Quando as pessoas no alto dessas instituições insistem em dizer que a resposta à crise deu certo e que tudo está bem, mesmo quando os gigantes financeiros que provocaram a crise se arrastam pesadamente à frente, sua credibilidade, inevitavelmente, sofre.
Em termos mais gerais, como disse Dennis Lockhart, presidente do Fed regional de Atlanta, não devemos operar um sistema baseado no princípio dos “lucros privados, prejuízos públicos”.
Os lucros privados podem ser medidos mais diretamente na forma da remuneração dos executivos. Entre 2000 e 2008, as pessoas no comando das 14 principais instituições financeiras receberam em dinheiro (salário, bonificações e valor das ações vendidas) em torno a US$ 2,6 bilhões.
Dessa quantia, cerca de US$ 2 bilhões foram recebidos pelas cinco pessoas mais bem pagas, que também foram peças centrais na criação das estruturas de ativos de alto risco que levaram o sistema à beira do abismo: Sandy Weil (desenvolveu o Citigroup, que implodiu logo depois de sua saída); Hank Paulson (que expandiu imensamente o Goldman Sachs, fez lobby para permitir mais alavancagem nos bancos de investimento e, depois, se mudou para o Tesouro dos EUA e ajudou a salvá-los); Angelo Mozilo (desenvolveu o Countrywide, peça central na concessão irresponsável de hipotecas); Dick Fuld (comandou o Lehman Brothers até levá-lo ao chão); e Jimmy Cayune (comandou o Bear Stearns até levá-lo ao chão).
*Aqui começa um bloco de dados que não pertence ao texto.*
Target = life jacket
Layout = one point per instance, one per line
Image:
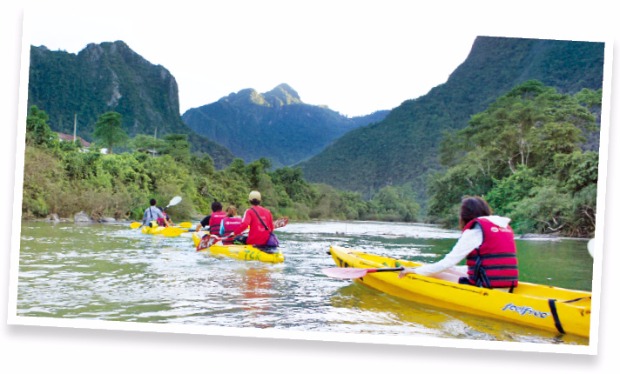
(494, 263)
(215, 221)
(230, 225)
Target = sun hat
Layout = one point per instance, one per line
(254, 195)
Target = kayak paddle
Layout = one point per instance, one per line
(354, 273)
(207, 241)
(174, 201)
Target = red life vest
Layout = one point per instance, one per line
(494, 263)
(215, 221)
(230, 225)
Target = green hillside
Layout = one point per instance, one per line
(110, 77)
(404, 148)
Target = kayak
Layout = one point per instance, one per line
(544, 307)
(163, 230)
(238, 251)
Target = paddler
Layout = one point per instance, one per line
(260, 222)
(487, 242)
(229, 224)
(213, 220)
(153, 214)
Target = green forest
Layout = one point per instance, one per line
(526, 156)
(62, 178)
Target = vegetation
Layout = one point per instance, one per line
(524, 155)
(110, 77)
(63, 178)
(404, 148)
(276, 125)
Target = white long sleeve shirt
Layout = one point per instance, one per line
(469, 240)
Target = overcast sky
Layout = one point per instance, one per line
(355, 59)
(198, 46)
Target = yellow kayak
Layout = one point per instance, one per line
(545, 307)
(238, 251)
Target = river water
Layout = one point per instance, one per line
(108, 272)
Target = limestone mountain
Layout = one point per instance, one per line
(276, 125)
(110, 77)
(404, 147)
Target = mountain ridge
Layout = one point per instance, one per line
(276, 124)
(110, 76)
(404, 147)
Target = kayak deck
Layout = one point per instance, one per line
(238, 251)
(540, 306)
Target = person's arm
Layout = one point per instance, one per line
(470, 240)
(203, 223)
(247, 219)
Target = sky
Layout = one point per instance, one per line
(303, 30)
(332, 53)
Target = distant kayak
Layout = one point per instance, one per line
(545, 307)
(238, 251)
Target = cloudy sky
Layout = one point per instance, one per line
(355, 59)
(337, 53)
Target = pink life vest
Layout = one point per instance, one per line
(215, 221)
(494, 263)
(230, 225)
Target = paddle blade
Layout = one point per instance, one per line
(280, 222)
(172, 231)
(175, 200)
(207, 241)
(353, 273)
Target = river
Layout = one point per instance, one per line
(108, 272)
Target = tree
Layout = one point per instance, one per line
(38, 132)
(108, 129)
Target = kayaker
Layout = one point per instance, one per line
(153, 214)
(166, 221)
(213, 220)
(487, 242)
(231, 222)
(260, 222)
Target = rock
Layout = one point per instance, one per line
(81, 217)
(53, 218)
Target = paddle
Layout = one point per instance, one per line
(174, 201)
(353, 273)
(209, 241)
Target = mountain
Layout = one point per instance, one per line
(110, 77)
(404, 147)
(275, 125)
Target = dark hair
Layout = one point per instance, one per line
(231, 211)
(216, 206)
(473, 207)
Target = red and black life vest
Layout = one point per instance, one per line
(230, 225)
(215, 221)
(494, 263)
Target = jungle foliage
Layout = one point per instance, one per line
(61, 177)
(525, 156)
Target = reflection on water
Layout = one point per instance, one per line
(110, 272)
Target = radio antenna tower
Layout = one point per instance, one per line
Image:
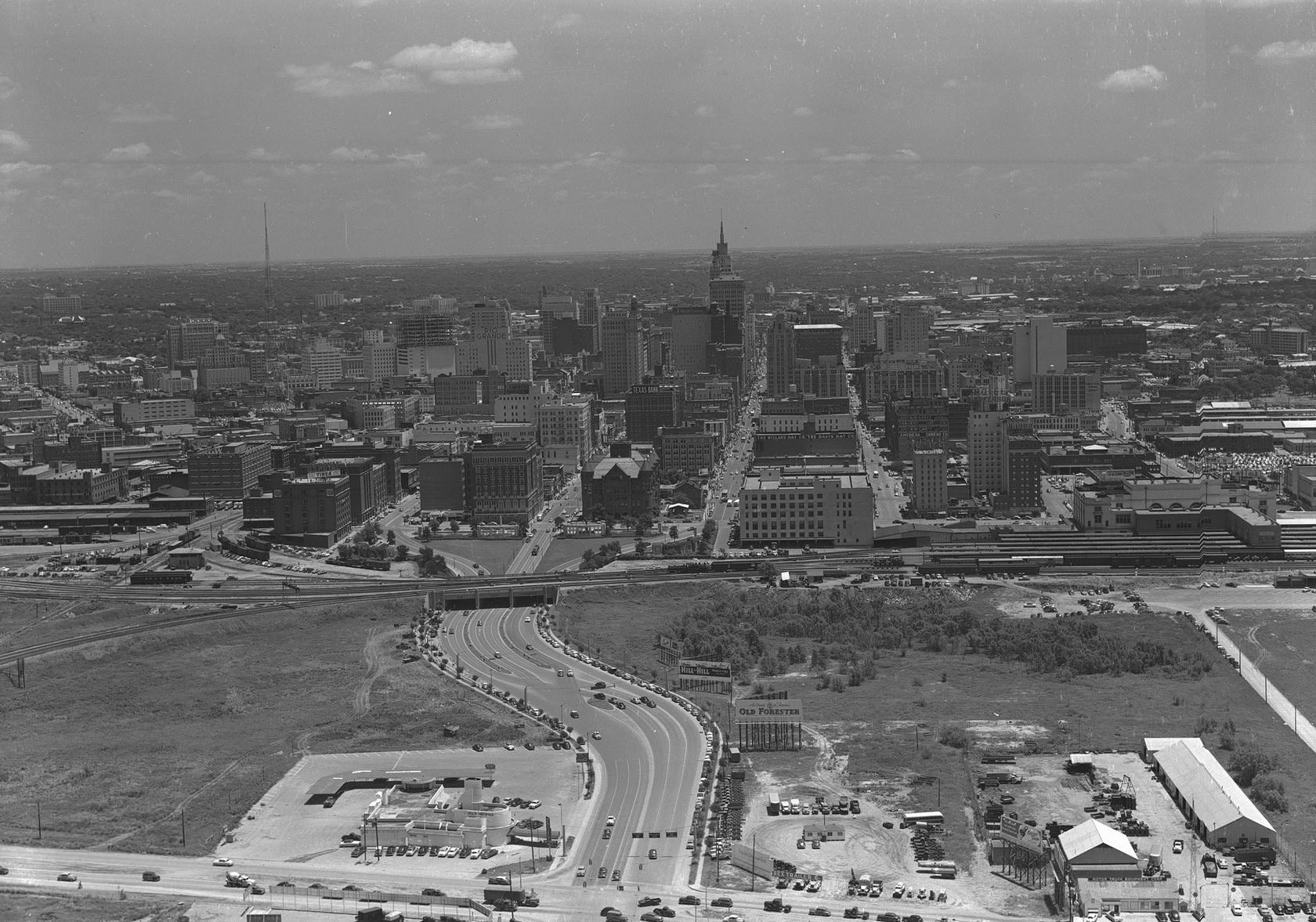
(269, 286)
Os prejuízos públicos, em comparação, são gigantescos: cerca de US$ 6 trilhões, se nos limitarmos apenas ao aumento nas dívidas do governo federal. E os executivos dos principais bancos ainda insistem que deveria lhes ser permitido administrar empresas de alta alavancagem global, sendo pagos com base no retorno sobre o patrimônio — sem ajustes para qualquer risco.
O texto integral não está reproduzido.